The tophat problem initializes a circle in the center of the domain with value 1, and 0 outside. This has very steep jumps, and the limiters will kick in strongly here.

## Exercises¶

The best way to learn these methods is to play with them yourself. The exercises below are suggestions for explorations and features to add to the advection solver.

### Explorations¶

Test the convergence of the solver for a variety of initial conditions (tophat hat will differ from the smooth case because of limiting). Test with limiting on and off, and also test with the slopes set to 0 (this will reduce it down to a piecewise constant reconstruction method).

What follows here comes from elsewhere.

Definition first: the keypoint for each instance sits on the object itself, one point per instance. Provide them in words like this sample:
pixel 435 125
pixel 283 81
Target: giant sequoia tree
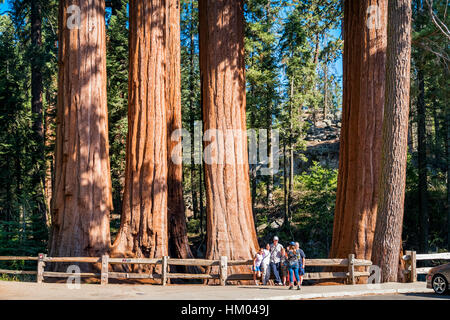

Run without any limiting and look for oscillations and under and overshoots (does the advected quantity go negative in the tophat problem?)

### Extensions¶

Implement a dimensionally split version of the advection algorithm. How does the solution compare between the unsplit and split versions? Look at the amount of overshoot and undershoot, for example.

Research the inviscid Burger’s equation—this looks like the advection equation, but now the quantity being advected is the velocity itself, so this is a non-linear equation. It is very straightforward to modify this solver to solve Burger’s equation (the main things that need to change are the Riemann solver and the fluxes, and the computation of the timestep).

The neat thing about Burger’s equation is that it admits shocks and rarefactions, so some very interesting flow problems can be setup.